Now that the cervix was open, it was time to push that baby out. Sheena had never heard her mother bellowing deeply like that. Jad had once. But all the memories, all the videos, and all the warnings still always come short of the experience of being there. It was clear that it was hard work. It was impressive, palpably intense, and yet deeply beautiful. It made everything sacred, down to the details of draining a bit of stool out of the water. Soon the baby’s head was showing. Look, everybody. Then the head was half out, stuck there for a while between the womb and the world. Paula, you need to push a bit harder now. She thinks she does not know how to do it. Has she forgotten? Come on, you do know. The midwife is helping with her expert hands. She starts draining the water out to prevent any contamination. A few more contractions, then very quickly the head comes out, and the body. The midwife swiftly lands the baby on Paula’s chest. It is real, unbelievably real. Paula starts squealing with delight: "We have a baby, we have a baby, I can’t believe it."

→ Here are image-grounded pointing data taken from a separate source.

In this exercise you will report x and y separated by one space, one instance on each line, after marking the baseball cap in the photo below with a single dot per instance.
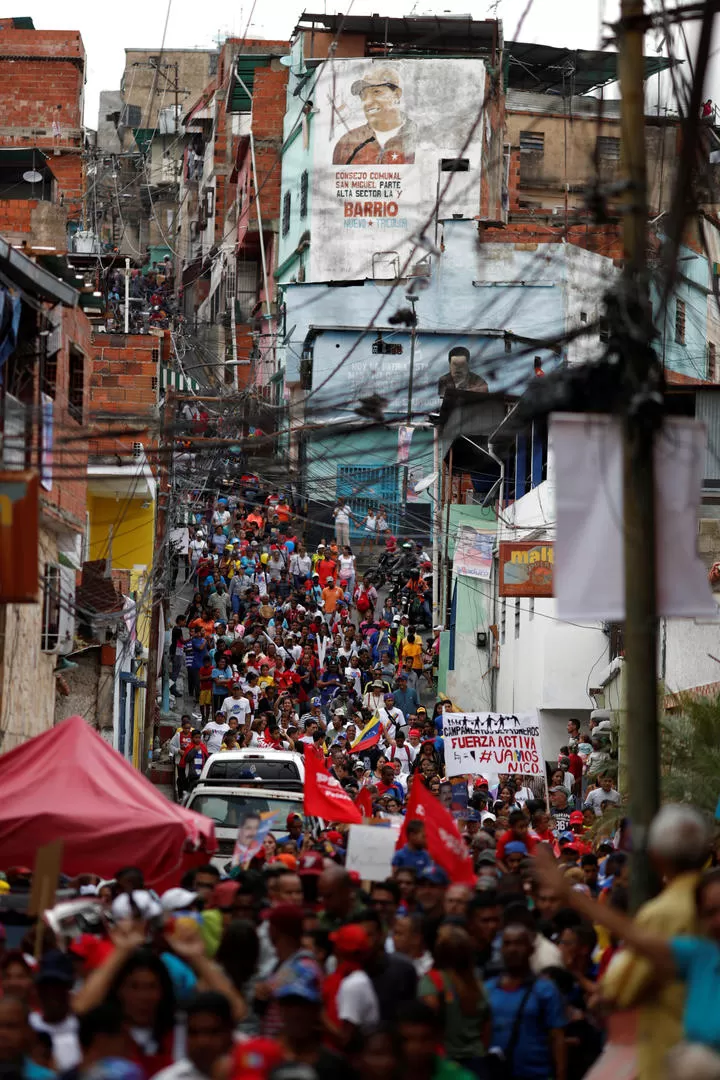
55 967
351 941
144 905
486 859
223 894
311 862
433 875
177 900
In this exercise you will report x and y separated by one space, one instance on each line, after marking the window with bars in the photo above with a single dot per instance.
286 213
76 383
608 148
532 142
303 193
365 486
532 156
679 322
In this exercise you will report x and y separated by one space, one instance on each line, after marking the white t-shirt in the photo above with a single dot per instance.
405 755
66 1044
195 548
383 137
357 1001
213 733
347 566
240 707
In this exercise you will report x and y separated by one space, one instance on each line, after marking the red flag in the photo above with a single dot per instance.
325 797
445 845
364 802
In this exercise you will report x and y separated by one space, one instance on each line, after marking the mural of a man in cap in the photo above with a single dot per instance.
389 137
459 376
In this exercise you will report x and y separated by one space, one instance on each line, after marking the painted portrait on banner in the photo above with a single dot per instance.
383 134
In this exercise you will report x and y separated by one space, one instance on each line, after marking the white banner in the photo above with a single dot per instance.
489 743
589 570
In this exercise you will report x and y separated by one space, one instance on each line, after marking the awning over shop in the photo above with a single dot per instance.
175 380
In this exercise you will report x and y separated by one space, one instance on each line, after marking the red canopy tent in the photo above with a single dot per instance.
68 784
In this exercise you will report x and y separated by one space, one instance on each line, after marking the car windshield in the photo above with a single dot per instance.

Hey Paula, look, there is an actual knot in the cord. It is not especially dangerous if the cord is long enough because the pressure keep the flow of blood going, but it occurs only about once in a hundred thousand. The cord had already stopped pulsating, and Sheena got the honor of cutting it, as her brother had done to her.
The contractions were not over. A few minutes later, it was the turn of the placenta to come out. There was no rush. The baby had passed all the primary checks. Paula spent some time just holding her little boy in the tub, while the midwife showed us the placenta and the water bag and took some cultures to send to the lab.
The ordeal was not quite over because Paula had torn a bit and she needed some stitches. The apprentice did the actual work under the close guidance of the midwife, passing on to another woman the art of attending birth.
After a last set of check-ups, we each took turns holding the baby, embracing with a sense of awe his little—you never quite remember how little they are—but completely formed body: a calm and contented baby with a very round face and a coat of reddish-blond hair. He had an hematoma on his head—a bump of blood under the scalp that made him look lopsided. Jad remarked that he had a nose like his. Sheena commented: "It is hard to believe that he belongs to our family because we’ve been a family for so long." Well, it did not take very long for us to really feel like we were five.
Now we are settling into the new rhythms of our expanded family. We have to be watchful of any development, but the hematoma seems to have stabilized, the jaundice is only slight, and there is no sign of strep infection. Paula’s nipples are painfully learning again how hard these little mouths can suck and how that suction stirs up postpartum contractions. We have to relearn the diaper routine, the burping, the quietness. And we have to find ways to decide who gets to hold Kehan.